Depuis novembre 2001, « L’employeur transcrit et met à jour dans un document unique les résultats de l’évaluation des risques pour la santé et la sécurité des travailleurs à laquelle il procède en application de l’article L. 4121-3. Cette évaluation comporte un inventaire des risques identifiés dans chaque unité de travail de l’entreprise ou de l’établissement ». (Article L4121-2)
La réglementation a été complétée à quatre reprises :
-le décret n°2008-1347 du 17 décembre 2008 oblige l’employeur à « tenir le DU à la disposition des travailleurs » (Article R. 4141-3-1) ;
-la loi du 4 août 2014 oblige l’employeur à tenir compte dans l’évaluation des risques de l’impact différencié aux risques en fonction du sexe (Article L. 4121-3).
-le décret n°2015-1885 du 30 décembre 2015 oblige l’employeur à annexer au DU les données relatives à la pénibilité (Article R 4121-1-1).
-La loi du 2 août 2021 et le décret 2022-395 du 18 mars 2022 modifient plusieurs dispositions du code du travail : consultation du CSE, conservation du document, traçabilité des risques, publication …
Pour le syndicalisme que nous voulons développer, le DU est un outil qui peut y contribuer à condition d’accorder aux travailleurs et travailleuses une place centrale.
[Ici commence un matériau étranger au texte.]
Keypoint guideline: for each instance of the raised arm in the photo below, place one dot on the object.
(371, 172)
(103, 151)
Dans les petites ou grandes entreprises, du secteur privé comme de la fonction publique, assurer la sécurité et la santé au travail, est une question primordiale.
Le D.U. un document technique de plus ? …
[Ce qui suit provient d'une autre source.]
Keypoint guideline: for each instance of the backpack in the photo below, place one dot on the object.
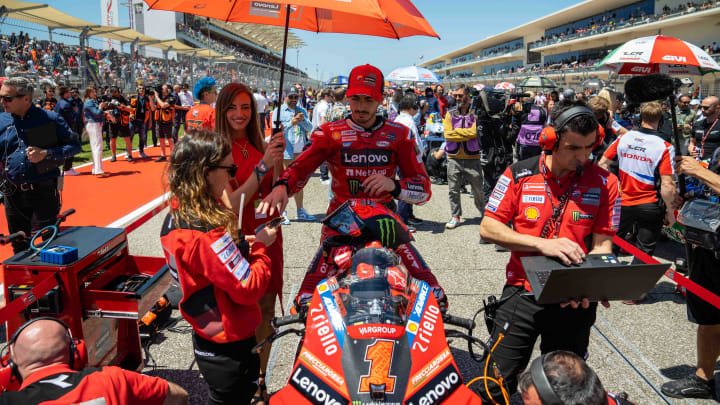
(531, 125)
Dans beaucoup d’entreprises (quelle que soit leur taille), les employeurs confient sa rédaction à des professionnels. Des logiciels et des formulaires qui « permettent de remplir des cases » existent sur internet et dans le commerce. La conception de ce document est alors essentiellement « formelle », et ne contribue pas à la prévention et à l’amélioration des conditions de travail.
Sans intervention des représentant·es du personnel, les directions exécutent (aux deux sens du terme) le DU par « obligation ». L’obligation légale à produire un document permettant une évaluation « systématique et exhaustive » et traitant de l’ensemble des risques, y compris les risques organisationnels, est contraignante. Les directions seront bien souvent tentées de la remplir a minima afin de limiter au maximum les conséquences financières de la mise en place des mesures de prévention qui vont avec. On connaît aussi le manque de préoccupation et de volonté des employeurs sur les questions de conditions et de santé au travail. Au final, le document rédigé par un responsable des Ressources Humaines est très souvent éloigné des réalités vécues par les salarié·es et rédigé sans analyse concrète de leur activité, de leurs difficultés, de leurs préoccupations…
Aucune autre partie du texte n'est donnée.